奪われてしまった時間は大きいし、代えの利くようなものではないだろうけれど、今の自分を大切にすることが出来れば、きっと、何かが変わっていくと思うよ……と。
伝えたい……届けたい……だから――
「ぇ!? 中牟田、さん……」
彼の体が強張った。だって直ぐに諦めた不甲斐無い私が……彼に当たり散らした情けない私が……彼のことが好きなのに気づけなかった私が……抱きしめたから。
(伝わって欲しい。
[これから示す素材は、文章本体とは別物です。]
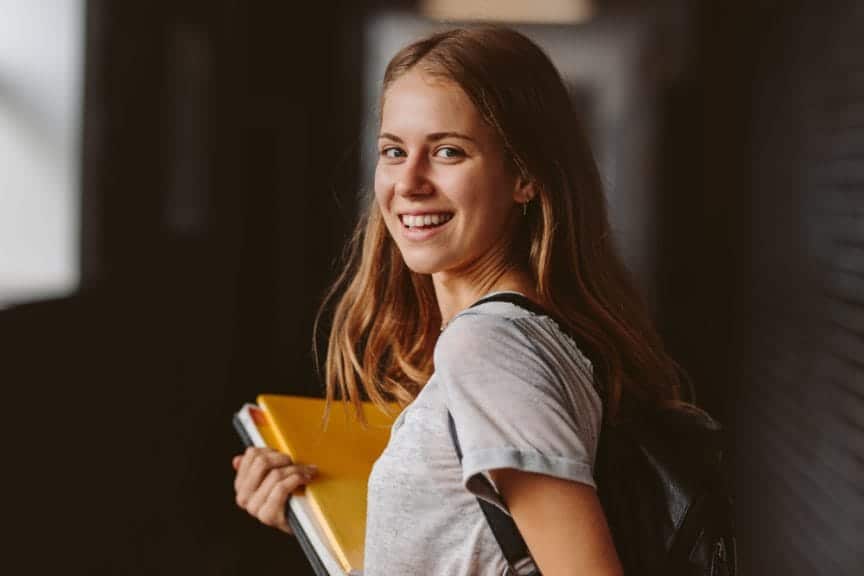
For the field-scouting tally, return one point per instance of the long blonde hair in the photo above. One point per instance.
(386, 319)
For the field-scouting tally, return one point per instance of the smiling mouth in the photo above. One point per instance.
(424, 221)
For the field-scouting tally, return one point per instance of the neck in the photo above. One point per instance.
(457, 291)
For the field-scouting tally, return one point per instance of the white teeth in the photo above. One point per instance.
(420, 220)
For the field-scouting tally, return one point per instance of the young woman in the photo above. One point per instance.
(485, 184)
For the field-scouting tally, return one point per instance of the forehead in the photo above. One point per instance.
(417, 101)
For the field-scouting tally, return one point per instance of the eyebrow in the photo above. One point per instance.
(434, 137)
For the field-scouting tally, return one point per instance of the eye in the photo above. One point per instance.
(449, 152)
(392, 152)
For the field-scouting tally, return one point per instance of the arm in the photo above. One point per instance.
(562, 523)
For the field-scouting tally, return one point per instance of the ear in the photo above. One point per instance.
(525, 190)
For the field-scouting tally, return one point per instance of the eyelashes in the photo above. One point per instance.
(443, 152)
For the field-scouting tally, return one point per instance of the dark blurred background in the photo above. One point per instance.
(177, 181)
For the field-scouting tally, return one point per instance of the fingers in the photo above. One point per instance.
(265, 480)
(268, 502)
(254, 466)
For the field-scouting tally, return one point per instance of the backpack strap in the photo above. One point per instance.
(502, 525)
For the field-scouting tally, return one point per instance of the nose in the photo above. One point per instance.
(413, 178)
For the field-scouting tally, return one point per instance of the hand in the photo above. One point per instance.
(264, 482)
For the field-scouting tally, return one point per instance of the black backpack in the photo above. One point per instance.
(662, 481)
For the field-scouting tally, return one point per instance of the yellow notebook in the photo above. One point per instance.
(344, 452)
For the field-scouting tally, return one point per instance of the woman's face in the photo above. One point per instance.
(443, 182)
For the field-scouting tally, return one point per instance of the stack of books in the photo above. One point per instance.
(328, 516)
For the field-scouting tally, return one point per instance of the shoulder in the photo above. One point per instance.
(504, 332)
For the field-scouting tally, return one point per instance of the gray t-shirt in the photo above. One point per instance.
(521, 396)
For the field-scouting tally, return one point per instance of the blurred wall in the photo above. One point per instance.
(41, 86)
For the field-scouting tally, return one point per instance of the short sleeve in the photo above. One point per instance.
(521, 396)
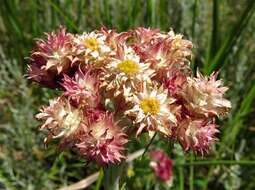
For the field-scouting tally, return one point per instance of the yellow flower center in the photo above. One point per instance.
(91, 43)
(150, 105)
(128, 67)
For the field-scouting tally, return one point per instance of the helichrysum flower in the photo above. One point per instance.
(197, 135)
(142, 76)
(82, 89)
(204, 95)
(151, 110)
(60, 118)
(92, 46)
(126, 71)
(102, 140)
(51, 57)
(162, 165)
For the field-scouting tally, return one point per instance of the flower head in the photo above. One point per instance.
(204, 95)
(92, 46)
(197, 135)
(61, 119)
(162, 165)
(126, 71)
(83, 89)
(102, 140)
(51, 57)
(151, 110)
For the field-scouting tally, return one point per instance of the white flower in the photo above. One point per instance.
(151, 110)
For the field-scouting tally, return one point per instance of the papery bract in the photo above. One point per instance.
(162, 165)
(103, 141)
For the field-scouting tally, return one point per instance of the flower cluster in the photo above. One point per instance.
(112, 82)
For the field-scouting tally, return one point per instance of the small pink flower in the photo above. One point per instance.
(204, 96)
(61, 119)
(51, 57)
(162, 165)
(83, 89)
(197, 135)
(175, 81)
(102, 140)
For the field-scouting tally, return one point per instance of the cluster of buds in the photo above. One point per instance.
(112, 82)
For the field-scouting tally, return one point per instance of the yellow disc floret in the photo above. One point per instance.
(150, 105)
(128, 67)
(91, 43)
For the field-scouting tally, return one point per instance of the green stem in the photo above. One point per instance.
(219, 162)
(181, 178)
(191, 172)
(112, 177)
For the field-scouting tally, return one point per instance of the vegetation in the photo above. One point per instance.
(223, 34)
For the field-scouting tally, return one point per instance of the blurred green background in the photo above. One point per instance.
(223, 35)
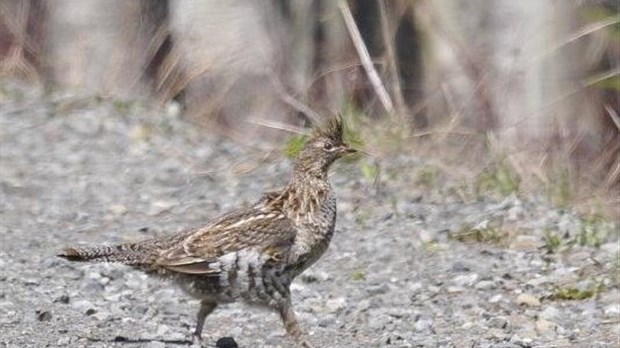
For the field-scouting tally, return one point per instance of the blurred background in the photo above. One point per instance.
(512, 96)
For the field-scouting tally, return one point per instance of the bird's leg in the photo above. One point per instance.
(206, 307)
(285, 309)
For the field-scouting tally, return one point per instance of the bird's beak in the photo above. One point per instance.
(346, 149)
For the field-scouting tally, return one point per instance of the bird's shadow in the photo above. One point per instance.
(123, 339)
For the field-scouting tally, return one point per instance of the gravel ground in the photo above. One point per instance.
(410, 265)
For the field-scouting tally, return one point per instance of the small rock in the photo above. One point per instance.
(526, 243)
(159, 207)
(82, 306)
(612, 310)
(64, 298)
(460, 266)
(378, 289)
(363, 305)
(521, 342)
(162, 330)
(43, 315)
(398, 312)
(544, 327)
(486, 285)
(336, 305)
(455, 289)
(378, 322)
(226, 342)
(498, 322)
(63, 341)
(550, 313)
(118, 209)
(156, 344)
(528, 300)
(465, 280)
(497, 298)
(423, 325)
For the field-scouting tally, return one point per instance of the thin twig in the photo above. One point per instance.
(388, 39)
(362, 52)
(278, 125)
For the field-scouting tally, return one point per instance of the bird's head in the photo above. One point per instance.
(324, 146)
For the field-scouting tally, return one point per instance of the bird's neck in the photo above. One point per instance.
(305, 193)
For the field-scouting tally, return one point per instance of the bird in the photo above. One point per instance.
(249, 254)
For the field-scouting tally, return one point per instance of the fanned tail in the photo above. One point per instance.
(129, 254)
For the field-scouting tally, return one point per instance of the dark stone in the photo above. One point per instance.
(226, 342)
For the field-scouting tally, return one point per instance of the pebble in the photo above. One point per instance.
(423, 325)
(497, 322)
(528, 300)
(486, 285)
(379, 321)
(526, 243)
(550, 313)
(82, 306)
(465, 280)
(545, 326)
(612, 310)
(336, 305)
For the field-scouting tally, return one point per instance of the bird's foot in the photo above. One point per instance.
(196, 340)
(304, 343)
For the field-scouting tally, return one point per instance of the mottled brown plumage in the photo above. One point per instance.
(250, 254)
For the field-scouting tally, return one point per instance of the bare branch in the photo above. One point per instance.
(362, 51)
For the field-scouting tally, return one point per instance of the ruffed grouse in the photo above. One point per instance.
(250, 254)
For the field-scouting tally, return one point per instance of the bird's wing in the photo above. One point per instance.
(270, 234)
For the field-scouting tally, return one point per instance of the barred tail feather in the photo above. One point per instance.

伝わって欲しい……)
私は、それだけを考えた。
何もしてあげられないけど、一緒に噛み締めていたかった。
(ぁ――)
彼の手が、そっと私の背中に触れた。
戸惑っているような、逆に励ましてくれているような、気持ちの置き所を探しているかのような……そんな温もりがあった。
(私は、ここにおるよ――)
そうして互いの鼓動が重なった頃、彼は私の気持ちに応えるように、体を預けてくれた。
「――ごめんね」
「なんが?」
「みっともないところ見せて、迷惑かけて……」
「お互いさまやん」
「……そっか」
私達は暮れていく景色の中、ショートラリーをしていた。
「テニスってさ、競い合うことも出来るけど、讃え合うこともできるよね?」
目を赤くして、鼻声の彼が私に話し掛ける。
「そうやね」
「やっぱり、テニス好きだなぁ」
白い髪が揺れている。
「私は好かんけどね」
「ウソだ~~!?」
笑窪が咲いた。
「なんがウソね!? 好かんもんは、好んとよ!」
「――わっ!?」
私は想いを込めて、ノーバウンドになるように打つ。
当然、彼が受け留めてくれると信じて。
そしてその通り、私のボールを易しく包み込むようにして彼は返球してくれた。
思いの詰まったボールが、また、私のコートへ帰ってくる。
「僕は復帰したい。だから諦めないで、コツコツ頑張るよ……」
「うん」
私は溢れるほどに想いを詰め込んで、彼のコートへ、そっと送り返す……。
バウンドするボールの音色が、私達に希望を与えてくれるようだ。
彼が微笑む。
私は綻ぶ。
そうして真っ暗になるまで、私達は、ずっとずっとラリーを続けていた。